Raytheon Technology Company has cut 15000 employees and 4000 contractor positions, mainly in the company's General Benefit and Collins Aviation divisions, due to reduced commercial aviation sales caused by the COVID-19 pandemic and the impact of Chinese countermeasures. CEO Greg Hayes said on the company's earnings conference call on Tuesday. This aviation giant located in Waltham, Massachusetts, is the latest company to announce losses as the pandemic has left commercial airlines struggling, losing tens of thousands of jobs and millions of profits. Hayes expects that this niche market will not experience a significant rebound, but will see a "long and slow recovery" within a few years. We expect commercial air transportation to not recover to the level of 2019 at least until 2023. Of course, this depends on the timing of widely distributed vaccines. Hayes said, "In the near future, we expect commercial air transportation to gradually recover, especially considering the recent surge in global (coronavirus) cases.

Hayes said, "As you know, we set positive goals in the first quarter to cut costs by approximately $2 billion and take action to save approximately $4 billion in cash, which made the layoffs difficult but necessary.

雷神裁员12000人

The ongoing personnel actions will reflect a 20% layoff in two departments, including temporary leave and recruitment freeze. Hayes said that in the merger with United Technologies in April this year, the company had planned to lay off 1000 employees, most of whom were company related.

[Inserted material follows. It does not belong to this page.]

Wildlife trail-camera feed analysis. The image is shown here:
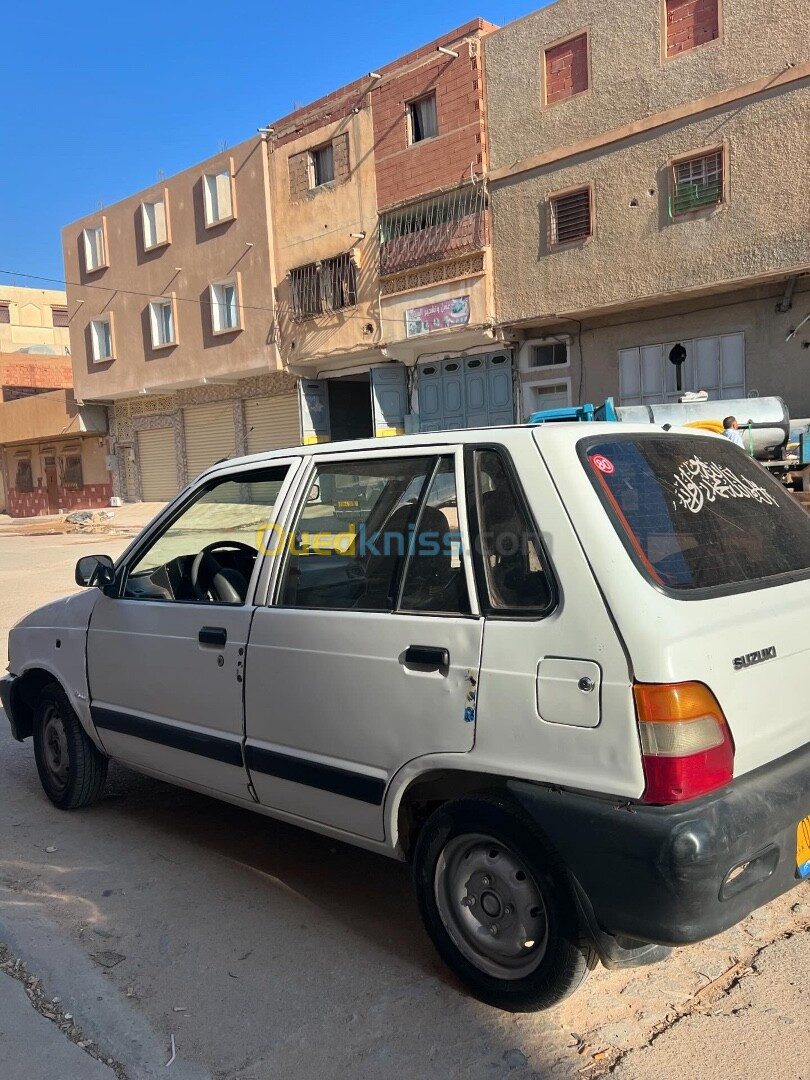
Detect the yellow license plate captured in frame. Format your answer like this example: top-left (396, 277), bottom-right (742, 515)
top-left (796, 814), bottom-right (810, 877)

The company also reduced its infrastructure by over 20%, covering an area of 31 million square feet, exceeding its earlier merger target of 10%. Hayes said that even after the pandemic subsides, it will continue to adopt increased remote work arrangements as part of a multi-year strategy to cut costs.

A aerospace parts factory announced in western North Carolina is still under construction, and Hayes said the company will need production capacity when demand recovers. He said, "I believe that by the end of 2023, when this technology goes online, we will see some kind of return to normalcy in the commercial aviation industry, and Pratt will have lower cost and higher degree of automation production facilities.

According to the third quarter data released by Raytheon, Pratt&Whitney incurred a loss of $615 million in operating profit for the quarter, compared to a profit of $520 million for the same period in 2019. Pratt's military sales increased by 11%, partly due to the production of the F-35 Joint Strike Fighter. Collins achieved an operating profit of $526 million this quarter, but this figure decreased by 58% compared to the previous year. Thor's commercial after-sales business decreased by 51% and 52% respectively at Pratt&Whitney and Collins Airlines, while the company's military business SSPC increased. Raytheon's intelligence, space and missile, and defense departments offset some of the losses as the company announced quarterly sales of $14.7 billion and operating profit of $434 million. Thor executives are optimistic about the backlog of orders exceeding $70 billion in the defense business, and this quarter, the department announced $928 million in classified bookings.